Noel Guishard

Personal information
- Full name: Noel Calvin Guishard
- Born: 6 December 1957 (age 68)
- Batting: Right-handed
- Bowling: Right-arm off spin
- Role: All-rounder

Domestic team information
- 1981–1992: Leeward Islands
- 1981: Combined Islands
- Source: CricketArchive, 28 December 2015

= Noel Guishard =

West Indian cricketer (born 1957)

Noel Calvin Guishard (born 6 December 1957) is a former Kittitian cricketer who played for the Leeward Islands and the Combined Islands in West Indian domestic cricket. He was a right-handed all-rounder who bowled off spin.

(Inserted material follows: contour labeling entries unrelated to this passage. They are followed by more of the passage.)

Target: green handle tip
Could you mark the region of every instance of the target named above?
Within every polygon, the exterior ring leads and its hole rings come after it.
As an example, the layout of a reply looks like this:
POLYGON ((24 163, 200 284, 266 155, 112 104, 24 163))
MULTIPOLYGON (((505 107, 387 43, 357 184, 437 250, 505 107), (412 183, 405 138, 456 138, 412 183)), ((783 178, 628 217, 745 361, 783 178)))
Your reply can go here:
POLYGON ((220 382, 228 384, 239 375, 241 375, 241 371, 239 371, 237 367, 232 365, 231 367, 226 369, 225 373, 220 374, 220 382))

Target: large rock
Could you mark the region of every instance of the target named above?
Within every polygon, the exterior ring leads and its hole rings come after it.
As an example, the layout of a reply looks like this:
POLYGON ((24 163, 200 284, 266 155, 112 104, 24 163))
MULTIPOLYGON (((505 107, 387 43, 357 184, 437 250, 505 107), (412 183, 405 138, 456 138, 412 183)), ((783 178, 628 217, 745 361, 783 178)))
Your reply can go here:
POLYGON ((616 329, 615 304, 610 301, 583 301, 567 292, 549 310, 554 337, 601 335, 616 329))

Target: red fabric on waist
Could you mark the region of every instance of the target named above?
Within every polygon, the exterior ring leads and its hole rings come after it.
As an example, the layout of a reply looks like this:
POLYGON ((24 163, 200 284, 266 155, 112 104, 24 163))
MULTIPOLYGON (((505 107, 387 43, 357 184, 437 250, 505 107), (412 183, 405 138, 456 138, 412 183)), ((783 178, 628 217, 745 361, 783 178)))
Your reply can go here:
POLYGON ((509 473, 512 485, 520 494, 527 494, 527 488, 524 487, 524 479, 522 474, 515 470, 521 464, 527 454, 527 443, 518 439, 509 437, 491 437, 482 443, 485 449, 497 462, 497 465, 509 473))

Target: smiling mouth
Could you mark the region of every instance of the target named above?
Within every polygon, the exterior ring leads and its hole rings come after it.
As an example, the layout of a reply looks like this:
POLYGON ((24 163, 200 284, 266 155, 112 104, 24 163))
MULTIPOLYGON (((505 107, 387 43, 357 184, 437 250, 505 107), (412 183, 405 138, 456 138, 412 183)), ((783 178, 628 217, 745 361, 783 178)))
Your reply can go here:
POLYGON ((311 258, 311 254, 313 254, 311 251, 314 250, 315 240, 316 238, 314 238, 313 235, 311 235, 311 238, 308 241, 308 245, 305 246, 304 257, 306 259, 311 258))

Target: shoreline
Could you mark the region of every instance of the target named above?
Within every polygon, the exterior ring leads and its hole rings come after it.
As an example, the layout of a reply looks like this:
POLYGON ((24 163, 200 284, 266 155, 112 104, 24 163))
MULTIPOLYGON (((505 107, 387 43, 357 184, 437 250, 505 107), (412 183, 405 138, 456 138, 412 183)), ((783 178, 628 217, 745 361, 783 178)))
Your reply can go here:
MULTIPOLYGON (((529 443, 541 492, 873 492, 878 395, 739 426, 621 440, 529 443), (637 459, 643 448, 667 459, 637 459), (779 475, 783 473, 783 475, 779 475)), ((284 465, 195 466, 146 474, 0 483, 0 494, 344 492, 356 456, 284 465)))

Guishard made his first-class debut in January 1981, playing for the Leewards in what was then the annual fixture against the Windward Islands. On debut, he took 2/42 and 5/50, helping his side to a seven-wicket victory. A few weeks later, Guishard made his debut for the Combined Islands in the 1980–81 Shell Shield season, the final season in which the Leewards and Windwards did not field separate teams. After that, he played exclusively for the Leewards. During the 1981–82 season, Guishard took what were to be his best first-class bowling figures, 6/33 against the Windwards. His highest first-class score was an innings of 85 made against Barbados during the 1983–84 season. Guishard was a regular in the Leewards team throughout the 1980s and into the early 1990s, playing his final matches during the 1991–92 season, aged 34. He finished with a first-class batting average of 22.84, making seven half-centuries in total, and a first-class bowling average of 29.68.